Sixty-four minutes had passed when an incredulous and slightly air-sick Robert Langdon stepped down the gangplank onto the sun-drenched runway. A crisp breeze rustled the lapels of his tweed jacket. The open space felt wonderful. He squinted out at the lush green valley rising to snowcapped peaks all around them.
I’m dreaming, he told himself. Any minute now I’ll be waking up.
"Welcome to Switzerland," the pilot said, yelling over the roar of the X-33’s misted-fuel HEDM engines winding down behind them.
Langdon checked his watch. It read 7:07 A.M.
"You just crossed six time zones," the pilot offered. "It’s a little past 1 P.M. here."
Langdon reset his watch.
"How do you feel?"
He rubbed his stomach. "Like I’ve been eating Styrofoam."
The pilot nodded. "Altitude sickness. We were at sixty thousand feet. You’re thirty percent lighter up there. Lucky we only did a puddle jump. If we’d gone to Tokyo I’d have taken her all the way up—a hundred miles. Now that’ll get your insides rolling."

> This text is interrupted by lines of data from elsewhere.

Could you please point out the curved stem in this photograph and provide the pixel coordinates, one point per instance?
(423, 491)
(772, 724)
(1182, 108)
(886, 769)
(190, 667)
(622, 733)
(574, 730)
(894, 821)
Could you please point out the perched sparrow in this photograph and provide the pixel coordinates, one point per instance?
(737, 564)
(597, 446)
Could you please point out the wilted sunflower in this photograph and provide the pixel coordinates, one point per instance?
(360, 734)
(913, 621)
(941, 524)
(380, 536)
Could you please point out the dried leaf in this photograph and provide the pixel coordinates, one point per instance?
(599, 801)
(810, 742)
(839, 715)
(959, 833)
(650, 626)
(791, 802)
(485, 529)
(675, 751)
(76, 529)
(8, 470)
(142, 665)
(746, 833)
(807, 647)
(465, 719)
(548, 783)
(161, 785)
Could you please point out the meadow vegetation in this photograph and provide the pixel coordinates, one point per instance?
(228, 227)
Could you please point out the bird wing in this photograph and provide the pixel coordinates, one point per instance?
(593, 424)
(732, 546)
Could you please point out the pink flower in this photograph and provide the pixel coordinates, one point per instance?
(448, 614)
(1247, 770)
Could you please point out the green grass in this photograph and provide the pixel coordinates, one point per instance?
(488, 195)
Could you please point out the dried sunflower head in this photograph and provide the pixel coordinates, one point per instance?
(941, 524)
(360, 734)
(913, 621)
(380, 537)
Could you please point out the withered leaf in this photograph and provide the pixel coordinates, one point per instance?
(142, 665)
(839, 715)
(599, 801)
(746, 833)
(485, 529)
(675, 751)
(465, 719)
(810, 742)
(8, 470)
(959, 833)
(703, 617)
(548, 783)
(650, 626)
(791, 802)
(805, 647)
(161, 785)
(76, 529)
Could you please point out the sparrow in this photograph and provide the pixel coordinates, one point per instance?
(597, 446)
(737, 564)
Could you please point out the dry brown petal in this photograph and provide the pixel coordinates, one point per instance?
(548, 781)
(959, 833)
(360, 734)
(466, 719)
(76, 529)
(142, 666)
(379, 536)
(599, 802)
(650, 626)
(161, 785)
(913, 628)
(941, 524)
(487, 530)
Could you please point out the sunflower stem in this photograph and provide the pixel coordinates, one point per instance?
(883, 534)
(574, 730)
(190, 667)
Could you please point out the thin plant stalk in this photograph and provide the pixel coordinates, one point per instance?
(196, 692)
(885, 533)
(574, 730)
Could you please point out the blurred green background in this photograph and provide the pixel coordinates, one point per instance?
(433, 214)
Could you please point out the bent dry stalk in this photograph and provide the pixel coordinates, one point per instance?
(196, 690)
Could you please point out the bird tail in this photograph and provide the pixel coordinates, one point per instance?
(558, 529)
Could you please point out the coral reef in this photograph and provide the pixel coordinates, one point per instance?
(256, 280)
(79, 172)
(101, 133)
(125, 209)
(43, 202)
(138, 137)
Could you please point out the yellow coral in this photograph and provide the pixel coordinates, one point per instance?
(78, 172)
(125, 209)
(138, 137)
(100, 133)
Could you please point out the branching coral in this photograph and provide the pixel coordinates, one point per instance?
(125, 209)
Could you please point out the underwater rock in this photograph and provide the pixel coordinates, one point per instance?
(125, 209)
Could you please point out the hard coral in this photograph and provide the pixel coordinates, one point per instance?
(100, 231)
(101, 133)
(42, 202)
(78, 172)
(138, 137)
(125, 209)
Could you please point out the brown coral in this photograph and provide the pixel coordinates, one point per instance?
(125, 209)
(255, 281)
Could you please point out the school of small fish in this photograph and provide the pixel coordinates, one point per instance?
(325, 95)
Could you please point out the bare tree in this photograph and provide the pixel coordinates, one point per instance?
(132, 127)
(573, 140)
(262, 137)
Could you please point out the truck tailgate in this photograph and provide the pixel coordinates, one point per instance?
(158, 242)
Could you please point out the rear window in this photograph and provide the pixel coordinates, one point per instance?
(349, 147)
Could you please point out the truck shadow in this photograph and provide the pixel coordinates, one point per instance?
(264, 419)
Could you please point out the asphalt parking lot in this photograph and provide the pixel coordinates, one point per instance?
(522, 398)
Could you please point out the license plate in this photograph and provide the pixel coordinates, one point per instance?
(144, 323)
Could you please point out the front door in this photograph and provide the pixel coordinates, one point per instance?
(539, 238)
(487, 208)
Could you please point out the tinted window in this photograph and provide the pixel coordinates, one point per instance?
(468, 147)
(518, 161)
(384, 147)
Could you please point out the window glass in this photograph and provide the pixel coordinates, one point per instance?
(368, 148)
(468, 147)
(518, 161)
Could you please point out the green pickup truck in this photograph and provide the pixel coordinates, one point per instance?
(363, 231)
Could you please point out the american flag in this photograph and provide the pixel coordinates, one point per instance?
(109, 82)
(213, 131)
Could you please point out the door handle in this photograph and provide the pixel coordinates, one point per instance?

Langdon gave a wan nod and counted himself lucky. All things considered, the flight had been remarkably ordinary. Aside from a bone-crushing acceleration during take off, the plane’s motion had been fairly typical—occasional minor turbulence, a few pressure changes as they’d climbed, but nothing at all to suggest they had been hurtling through space at the mind-numbing speed of 11,000 miles per hour.
A handful of technicians scurried onto the runway to tend to the X-33. The pilot escorted Langdon to a black Peugeot sedan in a parking area beside the control tower. Moments later they were speeding down a paved road that stretched out across the valley floor. A faint cluster of buildings rose in the distance. Outside, the grassy plains tore by in a blur.
Langdon watched in disbelief as the pilot pushed the speedometer up around 170 kilometers an hour—over 100 miles per hour. What is it with this guy and speed? he wondered.